This project is a proof of concept based on the sigstore/model-transperency-cli. It offers a Kubernetes/OpenShift operator designed to validate AI models before they are picked up by actual workload. This project provides a webhook that adds an initcontainer to perform model validation. The operator uses a custom resource to define how the models should be validated, such as utilizing Sigstore or public keys.
- Model Validation: Ensures AI models are validated before they are used by workloads.
- Webhook Integration: A webhook automatically injects an initcontainer into pods to perform the validation step.
- Custom Resource: Configurable
ModelValidation
custom resource to specify how models should be validated.- Supports methods like Sigstore, pki or public key validation.

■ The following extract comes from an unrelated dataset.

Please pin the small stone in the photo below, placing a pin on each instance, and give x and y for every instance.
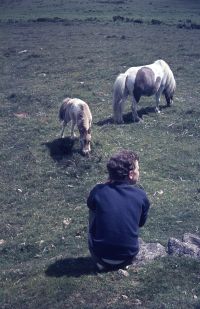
(123, 272)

- Kubernetes 1.29+ or OpenShift 4.16+
- Proper configuration for model validation (e.g., Sigstore, public keys)
- A signed model (e.g. check the
testdata
orexamples
folder)
The operator can be installed via kustomize using different deployment overlays.
For production environments with cert-manager integration:
kubectl apply -k https://raw.githubusercontent.com/sigstore/model-validation-operator/main/config/overlays/production
# or local
kubectl apply -k config/overlays/production
For testing environments with manual certificate management:
kubectl apply -k https://raw.githubusercontent.com/sigstore/model-validation-operator/main/config/overlays/testing
# or local
kubectl apply -k config/overlays/testing
For development environments, deploying the operator without the webhook integration:
kubectl apply -k https://raw.githubusercontent.com/sigstore/model-validation-operator/main/config/overlays/development
# or local
kubectl apply -k config/overlays/development
For OpenShift/OLM environments:
kubectl apply -k https://raw.githubusercontent.com/sigstore/model-validation-operator/main/config/overlays/olm
# or local
kubectl apply -k config/overlays/olm
To uninstall the operator, use the same overlay you used for installation:
kubectl delete -k config/overlays/production
The operator uses a kustomize based, overlay configuration structure, aiming to separate generated content from environment specific content:
config/
├── crd/ # Custom Resource Definitions
├── rbac/ # RBAC permissions
├── webhook/ # Webhook configuration
├── manager/ # Controller manager deployment
├── manifests/ # OLM manifests
├── components/ # Reusable components
│ ├── webhook/ # Webhook service component
│ ├── certmanager/ # Certificate manager component
│ ├── manual-tls/ # Manual TLS configuration
│ ├── metrics-port/ # Metrics configuration
│ └── webhook-replacements/ # Webhook configuration replacements
└── overlays/ # Environment-specific overlays
├── production/ # Production (cert-manager)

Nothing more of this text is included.